News of President George H. W. Bush’s death was not a surprise—he was 94—but Americans are saddened by it all the same. He was a competent leader, a dedicated and unpretentious public servant, and among the most upright and decent men ever to occupy the White House.
Bush left office 25 years ago, but in some respects his presidency feels as though it were from a different epoch. He was the son of New England privilege: His father, Prescott Bush, was a U.S. senator; he attended Phillips Academy and Yale; and he conducted himself with impeccably good manners and a marked tendency to downplay his own role in the great events of his life.
He joined the war effort in 1941 as a Navy pilot, and flew scores of combat missions in the Pacific theater. On one of those missions his plane was shot down; he bailed in the Pacific and was rescued by an American submarine. Bush won the Distinguished Flying Cross, among other medals, but in the political sphere he was reluctant to talk about his war record. It sounded, to him, too much like boasting.
After the war, Bush matriculated at Yale, where the lanky 6-foot-2 aviator was a talented first baseman. He was a humble man in key respects, but he was also a fierce competitor, as any man must be who goes as far as he did in government and politics. He served two terms as a congressman from Texas, was appointed by Richard Nixon to be ambassador to the UN, chaired the Republican National Committee during the Watergate debacle, served as the first envoy to the People’s Republic of China, and served for one year as Director of the CIA.
Bush ran for president in 1980 and won the Iowa caucuses, but he lost the nomination to Ronald Reagan, who in turn chose him as his running mate. The vice presidency is famously the last stop for many a would-be president—before Bush, the last serving vice president to run successfully for president was Martin Van Buren in 1836—but in 1988 Bush easily defeated Massachusetts governor Michael Dukakis to take the presidency. A career of honorable public service was, in this instance, deservedly rewarded.
The first President Bush frequently disappointed conservatives. In 1990 he agreed with Democrats to increase marginal tax rates—he had memorably called Reagan’s supply-side economic views “voodoo economics” in 1980—and so violated his own famous campaign pledge: “Read my lips: no new taxes.” In 1990, seeking to avoid a rehearsal of the 1987 fight over Supreme Court nominee Robert Bork, he tapped the unknown David Souter, who quickly “grew” on the Court and became one of its reliable liberals. (He partially atoned for his mistake with the nomination of the great constitutionalist Clarence Thomas a year later.) Bush signed a variety of onerous regulatory bills—the Americans with Disabilities Act, for one—and his Points of Light initiative, a federal program celebrating volunteerism, was rightly thought footling and silly.
Yet on the largest matters, the 41st president was a wise and dependable leader.
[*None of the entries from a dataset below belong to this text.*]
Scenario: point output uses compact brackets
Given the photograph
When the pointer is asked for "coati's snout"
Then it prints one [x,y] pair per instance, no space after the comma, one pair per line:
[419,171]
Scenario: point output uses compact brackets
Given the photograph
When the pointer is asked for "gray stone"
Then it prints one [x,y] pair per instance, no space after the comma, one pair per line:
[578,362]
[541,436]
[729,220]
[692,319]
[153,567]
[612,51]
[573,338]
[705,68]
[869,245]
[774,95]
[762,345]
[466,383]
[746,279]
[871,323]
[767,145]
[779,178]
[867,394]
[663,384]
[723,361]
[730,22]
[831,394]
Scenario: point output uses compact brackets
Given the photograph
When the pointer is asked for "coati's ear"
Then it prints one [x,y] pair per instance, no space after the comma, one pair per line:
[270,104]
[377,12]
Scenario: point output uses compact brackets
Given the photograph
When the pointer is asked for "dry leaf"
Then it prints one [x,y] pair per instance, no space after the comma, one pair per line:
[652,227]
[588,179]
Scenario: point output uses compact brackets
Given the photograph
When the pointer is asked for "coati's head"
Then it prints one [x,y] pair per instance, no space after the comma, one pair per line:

He presided over the fall of the Soviet Union with quiet strength; he allowed others to boast that the Reagan-Bush era had brought an end to the Cold War. He negotiated the North America Free Trade Agreement, reinforced old alliances (Israel), and forged new ones (Japan). A weaker, less principled leader would have allowed Saddam Hussein to take Kuwait on the promise that he take nothing more, but Bush understood the need to check the Iraqi dictator with a firm hand—and skillfully assembled bipartisan support at home and a multinational coalition abroad to oust Hussein’s forces.
Democratic nations frequently do not reward good leaders as they ought, and in 1992 voters denied Bush a second term on the grounds that the economy had faltered, the Cold War was over, and his opponent, a centrist Democrat from the South, had all the charm Bush lacked. Bush had always come across as a kind of grandfatherly figure, and the news media mercilessly emphasized his age and stiffness—as when they pretended his glance at his watch during a debate with Bill Clinton was somehow a “gaffe” that reminded everyone of his advanced age. The voters were similarly unforgiving and chose charisma over character.
Bush’s magnanimity of spirit was just as evident after his presidency as during it. Unlike certain other former presidents, Bush was satisfied with the influence he’d had, and sought no more. (That sense of propriety was handed down to his son, the 43rd president, too.) Bush spoke little in public, and virtually nothing about politics. He wasn’t ashamed to join his old foe Clinton in charitable work. Another man might have taken shots at President Barack Obama for taking shots at the elder Bush’s son, but “41” showed nothing but respect for Obama.
Bush’s acceptance speech at the 1988 convention contained the phrase “kinder and gentler,” for which he was justifiably ridiculed: “I want a kinder and gentler nation,” he said then. But he repeated the two adjectives in his first and only inaugural address, and used them far more suitably. “America is never wholly herself,” the new president said, “unless she is engaged in high moral principle. We as a people have such a purpose today. It is to make kinder the face of the nation and gentler the face of the world.” In his own understated way, George H.W. Bush furthered that purpose beautifully.